One of them, operating on the website OLX, is targeting dozens of upmarket guest houses in Durban and uMhlanga, using their material but brazenly undercutting their prices.

Janus Horn of Sica’s Guest House, which has three properties in the Glenwood area, said he feared many people would fall for the scam, pay their deposits to the fraudster and then arrive during the December holidays to discover that their booking doesn’t exist, and that the establishment is fully booked, leaving them out of pocket and scrambling for somewhere to stay.

It’s a scenario that plays out in coastal resorts every December.

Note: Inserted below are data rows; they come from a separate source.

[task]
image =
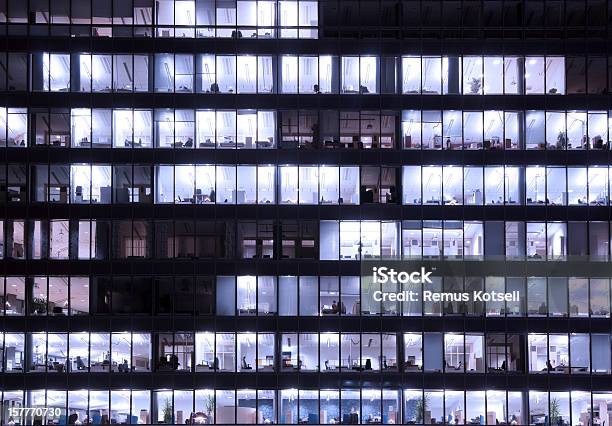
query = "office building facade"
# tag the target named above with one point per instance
(191, 190)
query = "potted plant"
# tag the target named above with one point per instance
(475, 85)
(561, 140)
(555, 417)
(209, 405)
(167, 412)
(421, 407)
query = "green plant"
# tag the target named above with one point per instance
(167, 411)
(561, 140)
(39, 305)
(475, 85)
(421, 406)
(554, 411)
(209, 404)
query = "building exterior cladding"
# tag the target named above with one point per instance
(189, 190)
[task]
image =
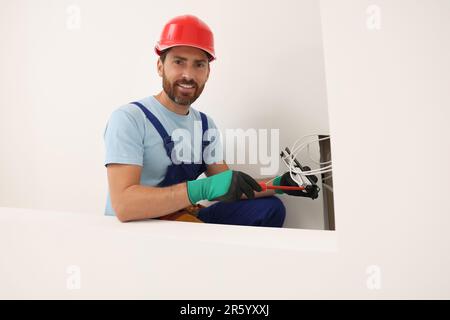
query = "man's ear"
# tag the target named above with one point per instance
(160, 67)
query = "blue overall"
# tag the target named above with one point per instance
(267, 211)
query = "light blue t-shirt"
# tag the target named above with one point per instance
(130, 138)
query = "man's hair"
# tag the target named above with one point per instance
(163, 55)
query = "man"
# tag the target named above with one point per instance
(146, 180)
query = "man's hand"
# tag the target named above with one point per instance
(226, 186)
(311, 191)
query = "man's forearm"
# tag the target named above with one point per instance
(140, 202)
(267, 193)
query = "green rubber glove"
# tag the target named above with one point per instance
(226, 186)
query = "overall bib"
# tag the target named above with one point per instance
(267, 211)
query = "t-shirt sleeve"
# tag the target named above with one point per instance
(124, 140)
(214, 151)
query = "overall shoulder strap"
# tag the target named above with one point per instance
(154, 121)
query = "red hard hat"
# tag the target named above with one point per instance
(186, 30)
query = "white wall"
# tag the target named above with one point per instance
(59, 86)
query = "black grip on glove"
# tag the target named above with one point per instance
(241, 183)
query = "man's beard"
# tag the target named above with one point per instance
(174, 93)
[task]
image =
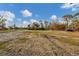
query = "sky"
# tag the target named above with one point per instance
(24, 13)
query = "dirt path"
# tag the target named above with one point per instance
(35, 44)
(9, 35)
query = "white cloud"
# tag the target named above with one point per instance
(69, 5)
(54, 18)
(26, 13)
(74, 9)
(9, 16)
(25, 23)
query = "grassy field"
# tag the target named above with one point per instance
(39, 43)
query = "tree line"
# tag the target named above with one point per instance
(71, 23)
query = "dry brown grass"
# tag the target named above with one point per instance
(42, 43)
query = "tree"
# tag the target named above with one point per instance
(2, 23)
(67, 19)
(41, 25)
(35, 26)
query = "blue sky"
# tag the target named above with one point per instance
(41, 11)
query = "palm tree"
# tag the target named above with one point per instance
(67, 18)
(46, 24)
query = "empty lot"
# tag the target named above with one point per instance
(39, 43)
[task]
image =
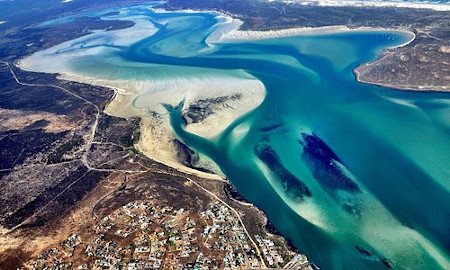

“This same person has listed a host of other hotels and guest houses on OLX, mostly in the uMhlanga and Durban North areas, using the same cellphone number,” Horn told Consumer Watch. “When I called the number, the man who answered was not at all fazed by the fact that he was committing fraud.

“He told me to try and catch him if I can.”

Horn said he’d been in touch with “Guido” of OLX’s support team, who undertook to remove the fraudulent sites but said he was unable to block a particular cellphone number, with the result that new sites are popping up daily to replace the ones that have been removed.

“Guido” told Horn in an e-mail last week: “Unfortunately, our system at this stage doesn’t block phone numbers.”

I asked Guido to forward my e-mail to OLX’s marketing department for an official response and advice for consumers but there’s been no acknowledgment.

When I called the cellphone number on one of the scam OLX listings, the man who answered couldn’t have sounded more dodgy if he tried, which is a good thing.

When I pressed him for the address of a particular guest house, he said “on the beachfront in uMhlanga”. I pointed out that that was the wrong suburb, at which point he asked me to e-mail him. When I insisted on the physical address of the guest house in question, he put the phone down on me.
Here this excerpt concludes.